You will want to load ggplot2 and dplyr to manipulate and visualize the data.

library(ggplot2)
library(dplyr)
## 
## Attaching package: 'dplyr'
## The following objects are masked from 'package:stats':
## 
##     filter, lag
## The following objects are masked from 'package:base':
## 
##     intersect, setdiff, setequal, union
library(plotly)
## 
## Attaching package: 'plotly'
## The following object is masked from 'package:ggplot2':
## 
##     last_plot
## The following object is masked from 'package:stats':
## 
##     filter
## The following object is masked from 'package:graphics':
## 
##     layout
library(lme4)
## Loading required package: Matrix

Requirements:

Data

The lab’s questions will include data from the Rugby 2015 World Cup.
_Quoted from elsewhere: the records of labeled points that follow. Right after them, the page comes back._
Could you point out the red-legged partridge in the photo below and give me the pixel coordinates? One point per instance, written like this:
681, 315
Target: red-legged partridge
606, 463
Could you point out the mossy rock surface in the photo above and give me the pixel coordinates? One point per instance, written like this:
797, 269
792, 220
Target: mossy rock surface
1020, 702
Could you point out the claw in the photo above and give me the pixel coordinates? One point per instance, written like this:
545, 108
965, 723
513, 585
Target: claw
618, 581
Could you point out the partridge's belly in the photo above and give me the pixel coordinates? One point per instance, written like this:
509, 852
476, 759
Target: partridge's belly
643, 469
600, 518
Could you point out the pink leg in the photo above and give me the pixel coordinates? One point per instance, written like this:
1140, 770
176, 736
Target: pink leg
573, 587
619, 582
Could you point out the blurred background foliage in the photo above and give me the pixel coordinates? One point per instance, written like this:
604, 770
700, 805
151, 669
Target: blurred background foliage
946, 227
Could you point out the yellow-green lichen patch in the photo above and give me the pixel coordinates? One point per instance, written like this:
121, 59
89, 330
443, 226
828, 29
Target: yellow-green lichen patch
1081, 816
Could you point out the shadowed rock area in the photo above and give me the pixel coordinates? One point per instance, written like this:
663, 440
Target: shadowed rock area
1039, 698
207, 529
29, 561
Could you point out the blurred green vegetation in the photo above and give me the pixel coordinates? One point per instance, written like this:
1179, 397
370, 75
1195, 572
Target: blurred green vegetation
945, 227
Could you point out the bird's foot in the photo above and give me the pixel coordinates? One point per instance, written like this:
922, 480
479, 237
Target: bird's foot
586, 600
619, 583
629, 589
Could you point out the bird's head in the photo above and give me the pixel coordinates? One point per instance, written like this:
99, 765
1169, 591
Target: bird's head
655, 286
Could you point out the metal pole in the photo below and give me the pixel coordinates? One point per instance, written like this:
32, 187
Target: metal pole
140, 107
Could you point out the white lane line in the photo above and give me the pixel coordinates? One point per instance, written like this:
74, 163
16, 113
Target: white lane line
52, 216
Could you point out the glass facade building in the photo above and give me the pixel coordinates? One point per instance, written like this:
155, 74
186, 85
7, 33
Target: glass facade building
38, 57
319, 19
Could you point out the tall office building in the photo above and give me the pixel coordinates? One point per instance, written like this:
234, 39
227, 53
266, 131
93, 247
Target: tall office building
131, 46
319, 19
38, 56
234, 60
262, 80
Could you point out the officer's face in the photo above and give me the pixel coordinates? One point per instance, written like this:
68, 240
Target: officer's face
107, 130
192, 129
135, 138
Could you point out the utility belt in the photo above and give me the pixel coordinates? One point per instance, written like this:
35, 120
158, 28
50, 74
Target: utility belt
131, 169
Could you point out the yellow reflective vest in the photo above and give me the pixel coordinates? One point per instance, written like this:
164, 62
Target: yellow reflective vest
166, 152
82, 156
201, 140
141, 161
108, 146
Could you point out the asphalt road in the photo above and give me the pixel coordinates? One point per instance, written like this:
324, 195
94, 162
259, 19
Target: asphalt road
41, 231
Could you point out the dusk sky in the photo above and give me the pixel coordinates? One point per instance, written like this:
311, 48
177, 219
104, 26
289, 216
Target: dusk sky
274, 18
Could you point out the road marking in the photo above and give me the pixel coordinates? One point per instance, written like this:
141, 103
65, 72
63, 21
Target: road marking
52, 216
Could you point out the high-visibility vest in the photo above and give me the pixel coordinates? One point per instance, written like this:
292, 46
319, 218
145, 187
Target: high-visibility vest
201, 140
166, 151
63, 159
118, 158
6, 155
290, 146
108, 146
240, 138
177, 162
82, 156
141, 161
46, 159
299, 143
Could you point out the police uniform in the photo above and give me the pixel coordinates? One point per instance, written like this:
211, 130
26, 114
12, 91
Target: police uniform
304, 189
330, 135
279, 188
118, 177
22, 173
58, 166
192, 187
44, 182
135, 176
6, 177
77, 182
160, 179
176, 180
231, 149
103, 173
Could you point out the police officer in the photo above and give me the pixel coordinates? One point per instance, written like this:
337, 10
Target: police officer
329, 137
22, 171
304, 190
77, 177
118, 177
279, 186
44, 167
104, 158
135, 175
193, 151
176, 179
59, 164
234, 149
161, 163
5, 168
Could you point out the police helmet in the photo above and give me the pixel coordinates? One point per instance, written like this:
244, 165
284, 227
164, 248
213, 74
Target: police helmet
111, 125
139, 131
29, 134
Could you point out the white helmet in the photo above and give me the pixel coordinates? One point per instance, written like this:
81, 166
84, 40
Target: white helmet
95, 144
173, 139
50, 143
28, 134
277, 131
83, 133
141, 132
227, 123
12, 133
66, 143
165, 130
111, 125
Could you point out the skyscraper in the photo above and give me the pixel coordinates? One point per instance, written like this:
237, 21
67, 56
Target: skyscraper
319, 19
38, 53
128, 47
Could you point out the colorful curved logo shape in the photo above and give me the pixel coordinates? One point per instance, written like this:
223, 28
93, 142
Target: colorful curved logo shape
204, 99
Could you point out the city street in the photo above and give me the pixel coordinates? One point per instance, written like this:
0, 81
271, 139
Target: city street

rugby_data = read.csv("rubgyworldcup2015.csv", sep = ",", header = TRUE)

Quesiton 1

Remove all NA values in the rugby_data dataset. Create a third categorical variable that categorizes the team country by continent:

Use this variable as the x-axis label. Using ggplot2, create faceted bar graphs. On the left bar graph plot the average height per team per continent and on the right bar graph plot the average weight per team per continent. Colorize based on team. Give your graphs titles, label x- and y-axes, and label the bar based on its value. After your graph, include a write-up describing any conclusions based on the visualization.

# omit na values
rugby_data = na.omit(rugby_data)

# create continent columns
continent =ifelse(rugby_data$team %in% c("Canada","USA", "Argentina","Uruguay"), 
                  "Americas", 
          ifelse(rugby_data$team %in% c("England","France","Ireland","Italy",
                                        "Romania", "Scotland","Wales"),"Europe",
          ifelse(rugby_data$team %in% c("Georgia", "Japan"), "Asia",
          ifelse(rugby_data$team %in% c("Australia", "Fiji", "New Zealand", 
                                        "Samoa", "Tonga"),"Oceania","Africa"))))
rugby_data$continent = continent

# create average height and weight table
r_avg = rugby_data %>% group_by(continent, team) %>% summarise(avg_height = 
        mean(height_cm), avg_weight = mean(weight_kg))%>% 
  tidyr::pivot_longer(cols = c("avg_height", "avg_weight"), 
                      names_to = "avg", values_to = "value")
## `summarise()` has grouped output by 'continent'. You can override using the
## `.groups` argument.
# plot bar chart
r_avg_plot = ggplot(r_avg, aes(x =continent, y = value, fill = team )) + 
  geom_bar(stat = "identity", position = position_dodge())+ ylim(0,200)+ 
  geom_text(aes(label = round(value, 2)), vjust = 0, 
            position = position_dodge(0.93), size = 2, angle = 90) +
  facet_wrap(~avg) + 
  labs(title = "Average Heights and Weights per Rughby Team per Continent") + 
  theme(legend.key.size = unit(0.5, 'cm'))

r_avg_plot

After rounding to 2 decimal places, the average height has a range of 181.74 to 188.66cm, while the average weight has a range of 95.81 to 105.53kg. Uruguay has the smallest average height and weight (181.74cm and 95.81cm respectively). Wales has the largest average height(188.66cm) and New Zealand has the largest average weight (105.53kg). Although the average weight and height vary per team per continent, the variation is quite small (i.e a difference that is <= 10).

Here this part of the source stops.